Coastal Development and Hinterland Dynamics
The needs of a growing population, ongoing life style changes and distributional polarisations increase the pressure on environment and society. Ongoing urbanisation processes and coastward migration challenge existing use and management systems in coastal land- and seascapes of the tropics. Energy and matter content of river and subsurface water flow transfer the results of human interventions in whole catchment areas towards the sea and thus affect the environment and the socioeconomic conditions of the coastal zone. Thus, the magnitude of the effects of human activities is particularly high in the coastal zone and highlights its extreme vulnerability. In Programme Area 3 we therefore address the causes and consequences of human interventions in the coastal zone and its hinterland on matter fluxes, eutrophication, pollution, habitat and ecosystem distribution, diversity and wellbeing of organisms and people, ecosystem services, socioeconomic conditions and governance.

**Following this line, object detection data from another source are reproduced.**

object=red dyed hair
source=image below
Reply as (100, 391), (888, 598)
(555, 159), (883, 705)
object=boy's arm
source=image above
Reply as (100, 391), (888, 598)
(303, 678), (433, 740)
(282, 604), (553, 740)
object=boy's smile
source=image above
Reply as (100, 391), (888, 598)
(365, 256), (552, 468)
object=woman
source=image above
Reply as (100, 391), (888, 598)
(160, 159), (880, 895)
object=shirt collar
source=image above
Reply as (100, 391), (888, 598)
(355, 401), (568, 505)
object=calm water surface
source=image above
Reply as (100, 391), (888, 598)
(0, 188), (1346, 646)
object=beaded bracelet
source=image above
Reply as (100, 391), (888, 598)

The coastal tropics are hotspots of change, zones where socio-economic and institutional-political transformation and environmental change processes interact, and where the aggregate social, political, and infrastructural effects of human interventions are particularly strong. PA3 assesses these processes by focusing on the effects of coastal, urban development and hinterland dynamics. Processes in the terrestrial hinterland are of relevance as surface and subsurface water flows towards the coast are strongly altered by land use and land cover change, regulations of hydrology, industrialisation and migration. Almost acting like a funnel, rivers deliver a crucial subset of the aggregated effects of coastal development in catchments into the coastal zone, where it is modified in estuaries and strongly affects environmental, ecological and socioeconomic conditions. In particular, ecosystem services like filter and storage functions for carbon, nutrients, pollutants and sediments of coastal ecosystems can be altered, while institutional structures and practices for mitigation, adaptation and sustainable coastal management require empirically based analysis and development.